On the surface the system might look fixed, but nursing home operators who have been dealing with one crisis after another in the Medicaid system say that it is still essentially broken, and that in FY 2006 they will face another cliff.

“We just put a patch on Medicaid,” said Michael Britton, administrator of Warren Manor Health & Rehabilitation Center. Revenue crises will continue to recur over and over again until something is done to solve the basic problem. The increase in the bed tax was less than had been originally proposed but at this time, any increase in our costs hurts. We need to be genuinely concerned about doing what is best for nursing homes and the state at large.

“I always try to be optimistic about the future, but if all the parties involved could get together and work together on the same road to a solution, that solution would come much more quickly,” he said.

Armelia Oliver, administrator of the Light House Rehabilitation & Healthcare Center, said essentially the same as Britton.

“We’re still in the Band-Aid stage,” she said. “In one or two years we’ll be facing the same problems as before the Legislature’s recent actions.”

On the other hand, Oliver is not surprised that nursing homes and Medicaid are facing problems. “Everyone else is,” she said. “So many programs and entities are having problems,” she said. “We all have to work with what we have.”

On the nursing home bed tax increase, Oliver is philosophical.

“We are more comfortable with the $700 increase that passed than the larger one that had been proposed.”

Unlike some operators, Oliver is not upset that the bed tax which provides federal matching dollars for all Medicaid recipients -not just nursing homes- is fair. “It’s our contribution to the long-term care side of Medicaid,” she said.

Charles Hise, owner of Park Place Nursing and Rehabilitation Center, like the others is concerned about the future, but also the present.

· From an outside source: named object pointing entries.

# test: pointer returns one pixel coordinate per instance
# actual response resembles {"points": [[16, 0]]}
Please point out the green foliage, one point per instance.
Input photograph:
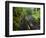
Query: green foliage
{"points": [[20, 12]]}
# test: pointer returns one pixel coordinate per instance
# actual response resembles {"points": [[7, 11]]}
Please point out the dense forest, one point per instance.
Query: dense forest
{"points": [[25, 18]]}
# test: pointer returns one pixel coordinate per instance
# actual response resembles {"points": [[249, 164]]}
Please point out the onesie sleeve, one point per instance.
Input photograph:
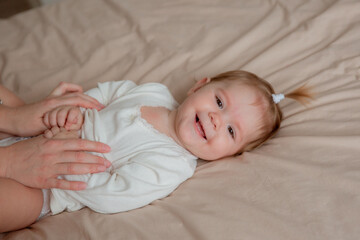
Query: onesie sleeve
{"points": [[106, 92], [133, 185]]}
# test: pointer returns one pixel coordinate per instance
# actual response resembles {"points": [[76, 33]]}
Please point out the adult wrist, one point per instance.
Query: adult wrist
{"points": [[8, 120], [4, 162]]}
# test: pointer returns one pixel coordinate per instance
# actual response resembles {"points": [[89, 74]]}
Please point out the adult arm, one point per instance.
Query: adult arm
{"points": [[37, 162], [27, 119]]}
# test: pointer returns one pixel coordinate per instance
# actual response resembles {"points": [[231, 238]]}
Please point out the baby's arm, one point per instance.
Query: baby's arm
{"points": [[8, 99]]}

He noted that there was a two-week delay in his Medicaid payment due at the end of June and such delays make it very hard to run a business, and he hopes the recent delay – after the Legislature had met – will not be repeated.

Hise offered a more comprehensive critique of the burdens under which nursing home operators work than the others. He does not like the bed tax at all, especially because it is not earmarked for Medicaid funding for nursing homes. To Hise it doesn’t make sense for nursing homes to be providing matching funds for all Medicaid programs.

Hise also points to the high percentage statewide – and locally – of Medicaid residents in nursing homes: around 78 percent. So if payments are late, it creates a major impact on cash flow.

Third, the regulation of nursing homes, in Hise’s opinion, is burdensome and becoming more so. A particular sore point is Congress’ repeal several years ago of a provision prohibiting Congress from passing regulations without reimbursing Medicaid-funded entities for extra staff time and expense required to comply with the regulations. He gave several examples of new regulations that are diverting nurses who should be taking care of patients more and more to paperwork.

Summing up Park Place’s (formerly Dunn’s Nursing Home) problems with Medicaid and the government regulation in general, Hise said, “It’s been a roller coaster.”

And the problems will continue unless permanent solutions are found, he said. “In FY 2006 we will be worse off than we were before the Legislature acted,” he said, “if projections of shortfalls hold true.”